Ze komen onder hun riem uit, terwijl cavaleriejassen
kort waren en nauw uitliepen. Daarom veranderen de uniforms
van de Blauwbloezen tussen album 28 (The Show Must
Go on) en 29 (Buiten Westen).
• Lambil vindt zelf dat hij in het verleden beter
tekende. Volgens hem zijn de tekeningen van Bull Run
kwalitatief veel hoogstaander dan alles wat hij daarna
gemaakt heeft.
• Een markante uitspraak van Lambil: "Mijn
vrouwen vergaat het als mijn paarden: ze lijken allemaal
op elkaar."
• Black Face is zowat het enige album waarin
Cauvin de meer expliciete toer opgaat door nadrukkelijker
stelling te nemen tegen de oorlog. Gezien de lauwe reacties
indertijd bleef het een éénmalig gegeven. Later zal hij zich op slinksere manieren afzetten tegen de oorlog.

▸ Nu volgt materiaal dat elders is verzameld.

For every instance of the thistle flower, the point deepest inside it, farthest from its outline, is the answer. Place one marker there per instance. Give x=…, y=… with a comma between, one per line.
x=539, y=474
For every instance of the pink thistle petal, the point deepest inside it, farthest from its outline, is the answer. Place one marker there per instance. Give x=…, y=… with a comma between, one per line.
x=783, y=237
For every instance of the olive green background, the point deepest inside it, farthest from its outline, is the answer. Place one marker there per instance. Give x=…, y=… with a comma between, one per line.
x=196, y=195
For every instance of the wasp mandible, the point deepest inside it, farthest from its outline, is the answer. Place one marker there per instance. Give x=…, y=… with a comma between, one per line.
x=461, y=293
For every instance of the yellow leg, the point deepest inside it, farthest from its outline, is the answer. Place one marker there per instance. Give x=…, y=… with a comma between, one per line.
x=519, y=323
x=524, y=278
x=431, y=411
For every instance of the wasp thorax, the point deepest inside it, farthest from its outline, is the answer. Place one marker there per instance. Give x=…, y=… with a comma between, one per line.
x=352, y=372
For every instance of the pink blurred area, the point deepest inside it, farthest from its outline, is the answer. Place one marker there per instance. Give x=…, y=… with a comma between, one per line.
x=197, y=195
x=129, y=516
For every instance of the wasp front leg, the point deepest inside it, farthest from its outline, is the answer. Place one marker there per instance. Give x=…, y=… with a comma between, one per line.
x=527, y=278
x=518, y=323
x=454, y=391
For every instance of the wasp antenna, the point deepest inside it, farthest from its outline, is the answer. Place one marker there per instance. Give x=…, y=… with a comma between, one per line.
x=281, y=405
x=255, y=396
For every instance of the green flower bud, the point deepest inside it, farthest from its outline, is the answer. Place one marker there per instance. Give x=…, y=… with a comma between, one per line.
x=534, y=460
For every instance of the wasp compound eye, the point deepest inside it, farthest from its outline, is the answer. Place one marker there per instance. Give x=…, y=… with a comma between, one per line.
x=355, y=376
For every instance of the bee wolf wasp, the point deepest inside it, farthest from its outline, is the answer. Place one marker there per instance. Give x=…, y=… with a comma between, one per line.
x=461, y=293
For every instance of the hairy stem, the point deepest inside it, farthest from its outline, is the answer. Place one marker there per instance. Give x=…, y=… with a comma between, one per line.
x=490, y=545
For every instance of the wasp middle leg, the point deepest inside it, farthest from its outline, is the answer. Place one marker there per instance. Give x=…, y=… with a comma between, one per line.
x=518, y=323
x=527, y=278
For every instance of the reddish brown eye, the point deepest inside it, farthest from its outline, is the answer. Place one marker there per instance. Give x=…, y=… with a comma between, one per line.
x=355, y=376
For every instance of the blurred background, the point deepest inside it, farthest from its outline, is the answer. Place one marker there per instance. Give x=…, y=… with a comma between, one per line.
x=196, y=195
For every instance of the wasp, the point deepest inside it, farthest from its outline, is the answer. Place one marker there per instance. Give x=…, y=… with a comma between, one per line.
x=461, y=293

• Lambil heeft een zwak voor De Groene
Jaren.
• In Kapitein Nepel wordt de draak gestoken
met Jean-Marie Le Pen, de voorzitter
van het Franse extreemrechtse Front National.
• De inkleuring gebeurt al sinds mensenheugenis
door Studio Leonardo. Vittorio
Leonardo (van oorsprong een Italiaan) begon zijn
carrière bij Dupuis als lithograaf. In 1968 richtte
hij Studio Leonardo op. Hij was de eerste in Europa die
een Mac gebruikte om op professionele manier in te kleuren.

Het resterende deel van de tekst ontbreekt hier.